Author(s): Sara Mesgari Sohani; Mohamed Salah Ghidaoui
Keywords: Boltzmann method; finite volume; high frequency wave; one-dimensional method; waterhammer
Abstract: It is becoming evident that high resolution finite volume (FV) numerical schemes for multi-dimensional waterhammer problems are needed for the development of an accurate transient-based condition assessment of pipelines. As a prerequisite, FV methods for one-dimensional waterhammer flows need to be developed. Such models can then be applied to multi-dimensional problems via directional splitting. In this paper, two FV schemes (one uses Bhatnagar–Gross–Krook Boltzmann (BGK) and the other uses kinetic flux vector splitting (KFVS) in the flux approximation) for one-dimensional waterhammer problems are formulated and applied. It is found that the KFVS and BGK schemes correctly capture discontinuity fronts in a classical reservoir-pipe-valve system. An oscillation-free collision time formulation has been proposed, tested and found to be robust.
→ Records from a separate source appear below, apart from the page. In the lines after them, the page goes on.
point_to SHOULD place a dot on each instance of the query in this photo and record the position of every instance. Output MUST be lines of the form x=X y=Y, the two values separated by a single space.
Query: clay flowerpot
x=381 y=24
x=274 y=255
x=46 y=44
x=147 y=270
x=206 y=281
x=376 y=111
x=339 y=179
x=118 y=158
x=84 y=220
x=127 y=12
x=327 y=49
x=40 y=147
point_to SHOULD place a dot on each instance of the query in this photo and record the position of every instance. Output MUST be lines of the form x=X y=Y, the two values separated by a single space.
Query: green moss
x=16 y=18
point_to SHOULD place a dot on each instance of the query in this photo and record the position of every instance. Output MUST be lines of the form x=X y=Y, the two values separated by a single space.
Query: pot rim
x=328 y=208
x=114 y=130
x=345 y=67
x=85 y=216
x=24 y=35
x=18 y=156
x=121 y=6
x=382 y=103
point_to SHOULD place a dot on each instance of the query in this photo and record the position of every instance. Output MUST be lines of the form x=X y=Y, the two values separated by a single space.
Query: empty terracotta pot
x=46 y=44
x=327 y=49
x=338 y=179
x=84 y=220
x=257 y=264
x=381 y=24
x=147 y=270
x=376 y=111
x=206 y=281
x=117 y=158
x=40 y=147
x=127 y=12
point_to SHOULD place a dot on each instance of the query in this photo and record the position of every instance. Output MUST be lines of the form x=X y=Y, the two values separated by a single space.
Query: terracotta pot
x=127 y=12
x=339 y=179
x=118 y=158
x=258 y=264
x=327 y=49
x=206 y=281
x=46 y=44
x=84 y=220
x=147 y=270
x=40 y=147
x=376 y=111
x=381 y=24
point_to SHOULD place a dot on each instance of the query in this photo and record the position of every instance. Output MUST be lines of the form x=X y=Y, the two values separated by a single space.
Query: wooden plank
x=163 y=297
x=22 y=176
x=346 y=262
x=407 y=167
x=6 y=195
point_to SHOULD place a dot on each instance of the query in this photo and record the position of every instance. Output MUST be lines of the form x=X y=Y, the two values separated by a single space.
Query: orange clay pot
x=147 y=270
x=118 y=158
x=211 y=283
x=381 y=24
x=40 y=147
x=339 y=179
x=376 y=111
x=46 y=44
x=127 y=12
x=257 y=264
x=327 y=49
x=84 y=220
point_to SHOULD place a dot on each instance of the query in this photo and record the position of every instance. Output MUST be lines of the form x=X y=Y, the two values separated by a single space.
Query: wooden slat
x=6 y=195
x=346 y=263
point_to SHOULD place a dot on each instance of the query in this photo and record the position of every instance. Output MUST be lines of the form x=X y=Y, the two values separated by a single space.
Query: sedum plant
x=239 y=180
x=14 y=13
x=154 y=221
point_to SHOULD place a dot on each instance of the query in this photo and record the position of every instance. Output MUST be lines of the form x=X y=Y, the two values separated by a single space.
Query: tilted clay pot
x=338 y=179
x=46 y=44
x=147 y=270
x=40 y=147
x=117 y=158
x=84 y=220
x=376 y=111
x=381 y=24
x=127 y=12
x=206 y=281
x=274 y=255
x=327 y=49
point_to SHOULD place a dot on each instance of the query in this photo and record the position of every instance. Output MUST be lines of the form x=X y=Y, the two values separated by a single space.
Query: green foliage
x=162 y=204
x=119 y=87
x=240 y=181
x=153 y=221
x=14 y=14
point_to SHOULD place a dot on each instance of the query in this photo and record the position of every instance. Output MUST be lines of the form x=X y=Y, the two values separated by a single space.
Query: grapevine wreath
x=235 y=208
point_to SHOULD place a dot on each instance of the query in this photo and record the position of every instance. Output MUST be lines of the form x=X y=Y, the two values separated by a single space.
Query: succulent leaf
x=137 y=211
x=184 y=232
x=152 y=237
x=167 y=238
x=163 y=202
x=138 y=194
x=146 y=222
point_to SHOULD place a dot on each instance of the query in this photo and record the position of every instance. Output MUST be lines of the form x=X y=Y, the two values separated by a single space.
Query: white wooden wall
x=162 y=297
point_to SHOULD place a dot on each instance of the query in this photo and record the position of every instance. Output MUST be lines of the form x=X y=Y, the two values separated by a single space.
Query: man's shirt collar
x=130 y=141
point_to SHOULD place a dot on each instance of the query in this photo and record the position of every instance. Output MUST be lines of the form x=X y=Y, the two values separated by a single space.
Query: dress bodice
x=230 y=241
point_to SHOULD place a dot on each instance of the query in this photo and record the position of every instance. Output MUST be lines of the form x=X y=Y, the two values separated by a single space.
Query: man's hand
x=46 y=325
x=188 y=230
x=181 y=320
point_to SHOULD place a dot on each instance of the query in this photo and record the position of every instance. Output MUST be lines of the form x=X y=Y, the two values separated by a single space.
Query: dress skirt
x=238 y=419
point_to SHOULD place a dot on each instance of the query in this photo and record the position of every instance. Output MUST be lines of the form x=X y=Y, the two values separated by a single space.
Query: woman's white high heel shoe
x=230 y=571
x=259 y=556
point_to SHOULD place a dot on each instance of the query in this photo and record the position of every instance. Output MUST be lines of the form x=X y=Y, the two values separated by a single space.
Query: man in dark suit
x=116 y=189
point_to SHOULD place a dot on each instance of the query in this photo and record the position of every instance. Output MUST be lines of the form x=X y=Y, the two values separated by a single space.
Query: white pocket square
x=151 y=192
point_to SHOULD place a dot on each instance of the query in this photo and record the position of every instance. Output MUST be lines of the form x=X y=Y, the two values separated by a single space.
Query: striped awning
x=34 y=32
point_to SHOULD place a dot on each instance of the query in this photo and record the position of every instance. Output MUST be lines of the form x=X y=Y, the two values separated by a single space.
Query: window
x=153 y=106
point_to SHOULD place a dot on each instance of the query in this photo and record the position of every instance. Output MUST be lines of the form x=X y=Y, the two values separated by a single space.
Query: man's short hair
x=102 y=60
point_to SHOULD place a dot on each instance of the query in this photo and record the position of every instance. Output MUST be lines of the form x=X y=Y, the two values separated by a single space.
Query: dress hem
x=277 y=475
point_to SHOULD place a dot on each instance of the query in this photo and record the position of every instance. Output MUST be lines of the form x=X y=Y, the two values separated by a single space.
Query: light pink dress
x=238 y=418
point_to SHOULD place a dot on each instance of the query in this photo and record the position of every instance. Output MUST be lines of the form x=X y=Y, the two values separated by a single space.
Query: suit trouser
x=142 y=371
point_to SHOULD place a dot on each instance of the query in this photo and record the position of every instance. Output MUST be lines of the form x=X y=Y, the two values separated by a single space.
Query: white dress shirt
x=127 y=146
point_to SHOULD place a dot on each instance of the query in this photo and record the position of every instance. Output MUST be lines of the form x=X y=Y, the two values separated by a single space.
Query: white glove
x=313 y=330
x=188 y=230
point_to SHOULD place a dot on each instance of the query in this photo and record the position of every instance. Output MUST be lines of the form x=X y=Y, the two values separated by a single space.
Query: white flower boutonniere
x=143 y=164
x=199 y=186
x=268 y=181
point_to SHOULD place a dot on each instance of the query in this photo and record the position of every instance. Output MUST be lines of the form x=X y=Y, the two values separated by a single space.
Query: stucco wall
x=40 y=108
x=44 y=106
The stability of the proposed schemes is guaranteed when Cr<0.5. Comparison between the BGK, KFVS, fixed-grid MOC, and first and second order Godunov schemes reveals that the second-order Godunov performs best, followed closely by the BGK scheme. However, the BGK should not be quickly dismissed since it is known that its real power becomes evident when dealing with complex physics, multi-scale and multi-dimensional problems.